One of the things I say to my patients all the time is I'm here to take care of you as you are right now. But my actual priority is to help improve your health for that five-years-from-now-you, that 10-years-from-now-you. Because right now, we're dealing with a mild or minimally invasive type problems, but if we don't take care of those adequately now, 10 years from now, you may not be here to deal with them. And that's a realistic possibility with some of these disorders.
Scott Webb: Doctor, as we wrap up here, anything else you want people to know about family history, genetic predispositions for conditions, illnesses, diseases. What else do we need to. You know, what are the takeaways?

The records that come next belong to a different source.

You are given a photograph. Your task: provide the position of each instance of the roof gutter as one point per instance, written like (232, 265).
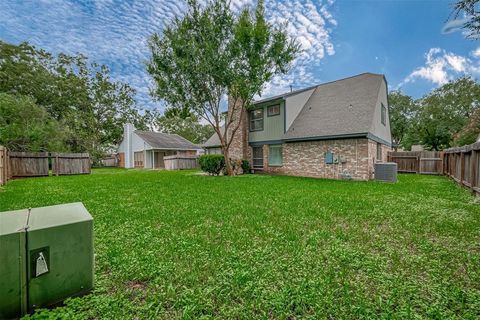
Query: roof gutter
(330, 137)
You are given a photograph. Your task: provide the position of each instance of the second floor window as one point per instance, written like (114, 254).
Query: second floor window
(256, 120)
(384, 115)
(273, 110)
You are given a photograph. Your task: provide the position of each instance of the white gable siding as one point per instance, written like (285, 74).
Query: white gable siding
(378, 129)
(293, 105)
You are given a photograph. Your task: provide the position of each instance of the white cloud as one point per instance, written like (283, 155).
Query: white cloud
(476, 53)
(442, 66)
(116, 33)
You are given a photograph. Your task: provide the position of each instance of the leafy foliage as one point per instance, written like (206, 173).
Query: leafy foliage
(210, 53)
(471, 9)
(25, 126)
(403, 113)
(446, 116)
(212, 163)
(269, 247)
(88, 105)
(185, 124)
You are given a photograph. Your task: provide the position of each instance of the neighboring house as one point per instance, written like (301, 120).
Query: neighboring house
(146, 149)
(334, 130)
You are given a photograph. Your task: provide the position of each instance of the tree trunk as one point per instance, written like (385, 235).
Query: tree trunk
(228, 165)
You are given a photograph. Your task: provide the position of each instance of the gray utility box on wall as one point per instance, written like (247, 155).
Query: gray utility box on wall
(386, 171)
(46, 256)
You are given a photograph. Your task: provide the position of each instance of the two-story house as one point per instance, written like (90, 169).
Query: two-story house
(333, 130)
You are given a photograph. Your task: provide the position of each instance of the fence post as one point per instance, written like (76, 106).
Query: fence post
(473, 169)
(462, 167)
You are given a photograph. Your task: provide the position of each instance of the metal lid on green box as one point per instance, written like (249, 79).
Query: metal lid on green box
(13, 221)
(47, 217)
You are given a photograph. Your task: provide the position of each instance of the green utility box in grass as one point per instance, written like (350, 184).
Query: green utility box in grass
(46, 256)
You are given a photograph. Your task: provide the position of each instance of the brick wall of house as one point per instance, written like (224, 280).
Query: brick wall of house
(307, 159)
(372, 150)
(239, 148)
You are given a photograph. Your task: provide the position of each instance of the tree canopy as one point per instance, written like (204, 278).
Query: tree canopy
(78, 101)
(447, 116)
(469, 8)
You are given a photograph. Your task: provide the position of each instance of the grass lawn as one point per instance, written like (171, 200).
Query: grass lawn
(181, 245)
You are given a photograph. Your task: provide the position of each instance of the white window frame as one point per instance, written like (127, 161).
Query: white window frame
(275, 146)
(254, 121)
(383, 114)
(275, 113)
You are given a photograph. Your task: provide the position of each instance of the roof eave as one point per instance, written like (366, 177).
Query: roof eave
(329, 137)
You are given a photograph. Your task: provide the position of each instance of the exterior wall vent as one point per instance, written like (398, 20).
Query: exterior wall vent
(386, 171)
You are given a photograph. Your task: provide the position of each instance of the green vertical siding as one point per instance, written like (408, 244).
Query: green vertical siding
(273, 127)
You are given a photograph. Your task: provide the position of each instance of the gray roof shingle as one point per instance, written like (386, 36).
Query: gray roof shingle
(343, 107)
(158, 140)
(339, 108)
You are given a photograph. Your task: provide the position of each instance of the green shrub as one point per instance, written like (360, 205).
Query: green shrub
(245, 166)
(212, 163)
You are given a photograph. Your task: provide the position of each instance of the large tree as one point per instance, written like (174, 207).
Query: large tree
(445, 111)
(25, 126)
(403, 112)
(471, 9)
(79, 95)
(210, 53)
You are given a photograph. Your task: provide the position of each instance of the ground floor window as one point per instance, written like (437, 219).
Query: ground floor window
(257, 157)
(138, 158)
(275, 157)
(214, 151)
(379, 152)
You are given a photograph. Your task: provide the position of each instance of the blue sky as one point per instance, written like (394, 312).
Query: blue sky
(401, 39)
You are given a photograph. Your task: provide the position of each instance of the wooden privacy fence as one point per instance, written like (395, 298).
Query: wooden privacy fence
(70, 163)
(176, 162)
(3, 165)
(423, 162)
(462, 165)
(28, 164)
(36, 164)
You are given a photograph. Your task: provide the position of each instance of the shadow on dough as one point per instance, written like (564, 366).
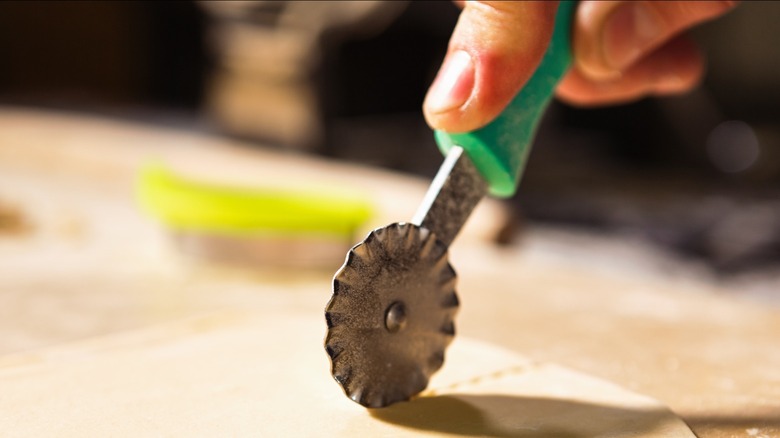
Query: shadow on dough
(509, 416)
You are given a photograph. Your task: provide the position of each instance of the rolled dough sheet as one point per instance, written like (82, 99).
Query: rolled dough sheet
(249, 374)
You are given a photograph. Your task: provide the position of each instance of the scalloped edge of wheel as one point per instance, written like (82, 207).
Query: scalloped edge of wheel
(349, 328)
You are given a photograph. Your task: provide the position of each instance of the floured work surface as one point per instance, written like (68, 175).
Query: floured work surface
(251, 375)
(79, 260)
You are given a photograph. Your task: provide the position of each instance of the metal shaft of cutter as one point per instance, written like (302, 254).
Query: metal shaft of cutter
(455, 191)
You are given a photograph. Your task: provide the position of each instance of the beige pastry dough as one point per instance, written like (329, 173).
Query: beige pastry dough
(250, 375)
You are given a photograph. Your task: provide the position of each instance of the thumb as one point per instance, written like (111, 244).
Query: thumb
(494, 50)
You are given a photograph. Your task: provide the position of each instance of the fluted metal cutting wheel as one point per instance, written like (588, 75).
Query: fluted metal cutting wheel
(391, 315)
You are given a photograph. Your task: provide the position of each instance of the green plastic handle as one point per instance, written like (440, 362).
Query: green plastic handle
(500, 149)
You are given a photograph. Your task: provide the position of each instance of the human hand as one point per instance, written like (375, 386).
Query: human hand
(623, 50)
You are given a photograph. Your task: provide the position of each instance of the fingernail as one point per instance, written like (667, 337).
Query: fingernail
(453, 85)
(669, 84)
(629, 32)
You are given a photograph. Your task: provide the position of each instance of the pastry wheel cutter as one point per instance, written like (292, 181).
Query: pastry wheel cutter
(391, 314)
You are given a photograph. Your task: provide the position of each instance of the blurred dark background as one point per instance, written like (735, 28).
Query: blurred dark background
(697, 174)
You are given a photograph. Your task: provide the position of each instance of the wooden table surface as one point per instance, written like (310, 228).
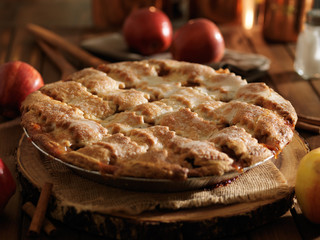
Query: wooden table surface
(72, 20)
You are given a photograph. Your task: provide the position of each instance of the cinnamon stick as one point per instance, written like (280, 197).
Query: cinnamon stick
(61, 43)
(40, 211)
(48, 227)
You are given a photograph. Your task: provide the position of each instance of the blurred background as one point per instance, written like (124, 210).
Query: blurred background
(280, 20)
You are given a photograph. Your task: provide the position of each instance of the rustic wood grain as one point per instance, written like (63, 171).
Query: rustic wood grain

Dr. Joseph Lach: I think the ultimate takeaway from identifying what is going on starts in your primary care doctor's office. Every time somebody comes in for the first time, we are asking about family history. We are asking about what is going on behind the genetic scene, so that when we are doing our basic physical and doing our basic labs, we can then apply those risks to your current life and give you active up-to-date, well-researched feedback on how to go about really combating these issues so that they do not become major problems for your health in the future.
My goals for my patients are always to try and attain a happy, healthy, long life. If you're not going to be happy and healthy, then the length of your life is really of little consequence. Life is worth living when you add value to those people around you and to your life as a whole if it brings joy to yourself and others. That can’t occur if you are sick all the time and decisions made now affect who you are in the future.
Scott Webb: That is a great way to finish a great period at the end of the sentence. And you're so right, you know, that a happy, healthy, long life, all good things, things we want for all of us and our family members and for you, doctor. So thank you so much for your time today. You stay well.
Dr. Joseph Lach: Thank you very much. Appreciate it.